Дальше – резкий переход: больничная палата. Вероятно, какое-то время он был без сознания. Алек услышал, как медсестра с грубоватым лицом сказала другой:
– Руку придется ампутировать.
Он разом лишился руки и картины – обманчивая мечта о бессмертии растаяла, не оставив следа. Его охватили горечь и скорбь, захотелось утешения и покоя. С острой тоской он вспомнил о жене, о ее нежных прикосновениях, чутком взгляде и ласковом голосе. Страшная боль пронзила его – он словно наяву услышал слова доктора: «Во имя благопристойности вернитесь – она мертва». Наваждение, во власти которого он находился, миновало. Что он отринул, погнавшись за призраком славы? О, какая низость, какое безрассудство, какая безумная неблагодарность! Что за сила смогла принудить его к этому, что за демон сумел подчинить его своей воле?
– Тебя посетило вдохновение.
Алек повернул голову. Возле койки, скрестив руки и зловеще ухмыляясь, стоял красноглазый человек – творение его кисти.
Алек хотел было закричать, но обнаружил, что онемел; хотел соскочить с койки, но тело его не слушалось.
– Ты мечтал испытать вдохновение. Искусство несовместимо с семейными добродетелями. Твоя жена мертва; ты обрек ее на смерть, когда отдал душу ради искусства.
– Отдал душу ради искусства?
– Да. Ха-ха! Как жаль, что ты лишишься руки!
И тут красноглазый человек уселся верхом на Алека и уставился единственным сверкающим оком на свою собственность.

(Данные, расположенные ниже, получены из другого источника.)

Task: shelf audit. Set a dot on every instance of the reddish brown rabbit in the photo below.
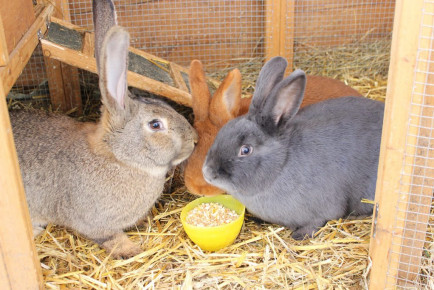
(226, 104)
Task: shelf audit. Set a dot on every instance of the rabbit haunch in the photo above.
(298, 168)
(213, 113)
(101, 178)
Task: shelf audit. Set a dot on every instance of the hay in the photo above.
(263, 255)
(363, 66)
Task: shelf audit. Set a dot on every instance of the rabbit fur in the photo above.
(211, 114)
(101, 178)
(298, 168)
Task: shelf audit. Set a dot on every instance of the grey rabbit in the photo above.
(298, 168)
(101, 178)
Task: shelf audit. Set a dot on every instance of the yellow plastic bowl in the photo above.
(214, 238)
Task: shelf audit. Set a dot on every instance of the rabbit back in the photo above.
(298, 168)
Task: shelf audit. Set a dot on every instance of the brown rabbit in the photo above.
(226, 104)
(101, 178)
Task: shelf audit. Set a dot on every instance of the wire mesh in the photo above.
(223, 34)
(413, 237)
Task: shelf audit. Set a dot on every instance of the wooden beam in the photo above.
(4, 54)
(421, 189)
(19, 263)
(24, 49)
(82, 57)
(272, 28)
(63, 80)
(388, 221)
(279, 30)
(17, 16)
(83, 61)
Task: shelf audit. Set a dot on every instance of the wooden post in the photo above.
(4, 54)
(395, 176)
(24, 49)
(19, 264)
(279, 30)
(63, 79)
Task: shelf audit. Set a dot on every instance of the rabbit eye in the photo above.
(245, 150)
(156, 125)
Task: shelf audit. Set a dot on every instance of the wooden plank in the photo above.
(4, 53)
(22, 52)
(63, 80)
(19, 263)
(280, 30)
(17, 16)
(177, 77)
(388, 221)
(83, 61)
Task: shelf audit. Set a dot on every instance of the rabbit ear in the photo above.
(199, 91)
(225, 103)
(113, 69)
(283, 102)
(104, 18)
(269, 76)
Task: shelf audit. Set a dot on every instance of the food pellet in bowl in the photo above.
(210, 215)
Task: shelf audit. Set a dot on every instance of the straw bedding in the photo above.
(263, 256)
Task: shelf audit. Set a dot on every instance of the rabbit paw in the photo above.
(121, 247)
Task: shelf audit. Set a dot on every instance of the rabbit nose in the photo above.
(208, 173)
(195, 136)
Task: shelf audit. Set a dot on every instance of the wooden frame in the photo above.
(389, 247)
(19, 264)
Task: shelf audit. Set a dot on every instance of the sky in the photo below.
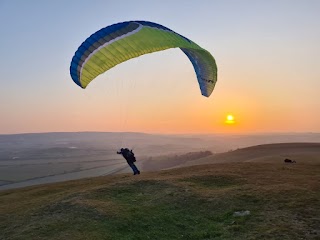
(267, 53)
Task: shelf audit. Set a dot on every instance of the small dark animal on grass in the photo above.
(289, 161)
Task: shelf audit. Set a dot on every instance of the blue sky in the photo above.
(267, 54)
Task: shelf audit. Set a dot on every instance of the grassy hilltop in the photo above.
(196, 202)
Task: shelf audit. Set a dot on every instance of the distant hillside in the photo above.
(300, 152)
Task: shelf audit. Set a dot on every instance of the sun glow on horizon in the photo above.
(230, 119)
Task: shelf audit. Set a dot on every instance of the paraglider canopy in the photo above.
(120, 42)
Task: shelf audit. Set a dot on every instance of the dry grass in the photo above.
(187, 203)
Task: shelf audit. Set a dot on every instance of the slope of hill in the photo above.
(248, 200)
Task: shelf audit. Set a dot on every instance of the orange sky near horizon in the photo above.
(268, 69)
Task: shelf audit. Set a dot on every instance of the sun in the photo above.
(230, 119)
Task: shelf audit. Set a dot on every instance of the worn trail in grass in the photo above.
(190, 203)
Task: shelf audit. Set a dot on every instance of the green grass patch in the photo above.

– Зачем ты породил меня? – спросил он.
Его дыхание, отдававшее серой, обжигало Алеку ноздри и рот, а рука опять саданула неимоверной болью, точно в нее разом воткнули тысячу раскаленных игл.
– О жена моя! Я умираю!
– Не стоит звать жену; ты принадлежишь мне, – прошипел демон, склонившись к его лицу. – Послушай! – продолжал он с жестокой неторопливостью. – Когда художник создает образ, не вкладывая в него душу, иначе говоря, не имея ясного представления, что он хочет выразить, когда он пишет бесцельно и бездумно, надеясь, что его произведение случайно осенит некий дух, – дух иногда и в самом деле его осеняет. Именно так я вошел в твою картину, и ты знаешь, какую сделку я с тобой заключил.
Это было ужасно. Демон оказался тяжелым как камень, его дыхание обжигало Алеку ноздри. Но горше всех убийственных мук, от которых он страдал, горше даже, чем страх и боль, было чувство вины перед женой. Он пожертвовал ею ради искусства – а может ли искусство сравниться с ее всеохватной любовью и нежностью? Его недолгая жизнь с нею, сотни мелочей, о которых он успел позабыть, в мгновение ока всплыли в его памяти – с горькой безнадежностью мимолетного видения пери в небесах.
– Жена моя, – воскликнул он, – жена моя!
Демон вновь склонился к нему и прошептал:
– Умерла, умерла.
Затем он распростер над головой что-то черное – плащ? или это было крыло?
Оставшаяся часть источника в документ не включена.